I'm new to programming and am trying to process a WARC file by splitting it into chunks and then storing each chunk in a dictionary.
Each chunk should start with the WARC/1.0 header and is separated by 3 empty lines. I also would like to remove the first 2 paragraphs:
WARC/1.0
WARC-Type: warcinfo
WARC-Date: 2020-08-04T01:43:40Z
WARC-Record-ID: <urn:uuid:959ea654-33fd-466b-b1bf-f08aa8abe774>
Content-Length: 500
Content-Type: application/warc-fields
WARC-Filename: CC-MAIN-20200804014340-20200804044340-00045.warc.gz
isPartOf: CC-MAIN-2020-34
publisher: Common Crawl
description: Wide crawl of the web for August 2020
operator: Common Crawl Admin ([email protected])
hostname: ip-10-67-67-22.ec2.internal
software: Apache Nutch 1.17 (modified, https://github.com/commoncrawl/nutch/)

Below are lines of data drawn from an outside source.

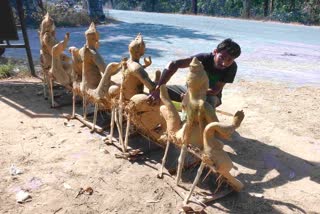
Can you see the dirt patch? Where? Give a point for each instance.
(276, 153)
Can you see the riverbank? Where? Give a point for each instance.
(275, 153)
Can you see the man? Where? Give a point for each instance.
(219, 66)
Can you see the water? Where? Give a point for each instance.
(270, 51)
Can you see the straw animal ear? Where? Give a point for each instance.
(92, 30)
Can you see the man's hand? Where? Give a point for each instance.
(154, 97)
(147, 61)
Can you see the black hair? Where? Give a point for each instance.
(232, 48)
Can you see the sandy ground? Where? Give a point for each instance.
(276, 153)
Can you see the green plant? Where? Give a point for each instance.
(6, 70)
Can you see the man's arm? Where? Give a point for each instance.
(172, 67)
(166, 74)
(216, 89)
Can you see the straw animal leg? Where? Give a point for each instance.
(181, 162)
(127, 132)
(112, 124)
(117, 115)
(195, 182)
(164, 159)
(73, 105)
(45, 86)
(51, 93)
(84, 107)
(96, 107)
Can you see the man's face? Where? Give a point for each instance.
(222, 59)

robots: checked via crawler-commons 1.2-SNAPSHOT (https://github.com/crawler-commons/crawler-commons)
format: WARC File Format 1.1
conformsTo: http://iipc.github.io/warc-specifications/specifications/warc-format/warc-1.1/
#Keep everything from here down:
WARC/1.0
WARC-Type: request
WARC-Date: 2020-08-04T03:25:25Z
WARC-Record-ID: <urn:uuid:6c0b749a-4d02-4a77-ab93-9bc4ba094cdc>
Content-Length: 303
Content-Type: application/http; msgtype=request
WARC-Warcinfo-ID: <urn:uuid:959ea654-33fd-466b-b1bf-f08aa8abe774>
WARC-IP-Address: 104.254.66.40
WARC-Target-URI: http://00.auto.sohu.com/d/details?cityCode=450100&planId=1450&trimId=145372
I've tried using a generator to group the chunks, but it's returning one group (the whole file). Is there a simple way to separate these?

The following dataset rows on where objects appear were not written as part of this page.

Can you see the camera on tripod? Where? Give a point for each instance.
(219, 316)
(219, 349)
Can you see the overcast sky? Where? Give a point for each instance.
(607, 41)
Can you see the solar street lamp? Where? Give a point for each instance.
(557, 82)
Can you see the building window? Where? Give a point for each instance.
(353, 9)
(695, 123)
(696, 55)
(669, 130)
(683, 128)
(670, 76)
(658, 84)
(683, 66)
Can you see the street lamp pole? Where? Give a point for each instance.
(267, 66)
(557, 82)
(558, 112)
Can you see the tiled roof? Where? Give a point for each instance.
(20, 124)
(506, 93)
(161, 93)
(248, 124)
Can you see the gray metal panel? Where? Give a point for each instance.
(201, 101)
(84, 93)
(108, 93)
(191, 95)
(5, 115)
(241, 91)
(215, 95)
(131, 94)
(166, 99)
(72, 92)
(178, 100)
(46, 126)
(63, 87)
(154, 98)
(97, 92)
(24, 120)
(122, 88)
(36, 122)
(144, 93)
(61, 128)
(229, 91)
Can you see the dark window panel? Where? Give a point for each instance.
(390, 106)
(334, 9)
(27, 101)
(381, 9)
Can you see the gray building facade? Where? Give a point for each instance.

I can't import any libraries.
Any help would be greatly appreciated!!
By far the best way to do this task is to use the warcio library, which knows how to properly parse warc files into records.

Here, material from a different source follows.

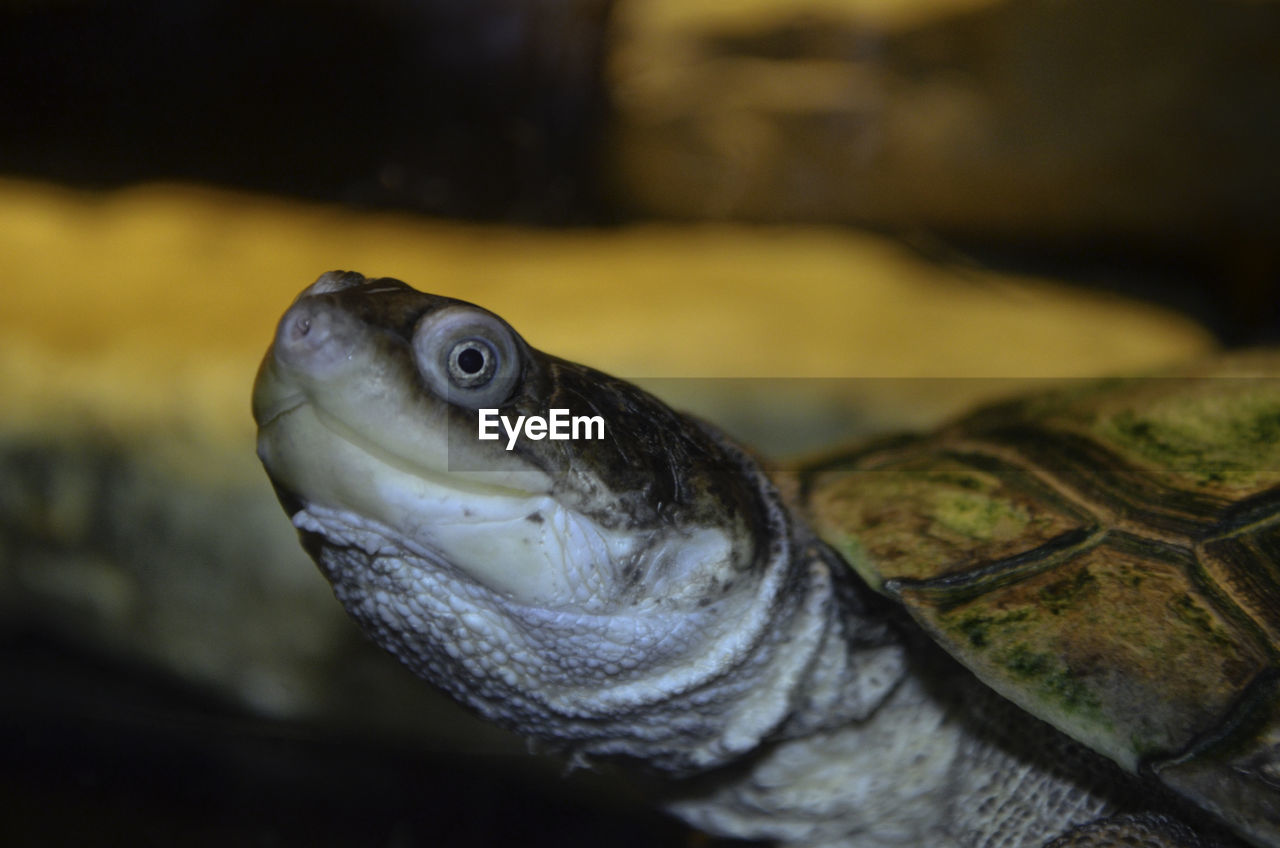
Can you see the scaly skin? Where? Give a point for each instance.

Barring that, I would copy the warcio code into yours (the license is permissive.)
Warc files are complicated, and using a fully tested and widely used library is the right way to parse them.
If you're downloading data from Common Crawl, I would also recommend checking out my python package cdx_toolkit. It uses warcio under the hood, and handles the downloading steps.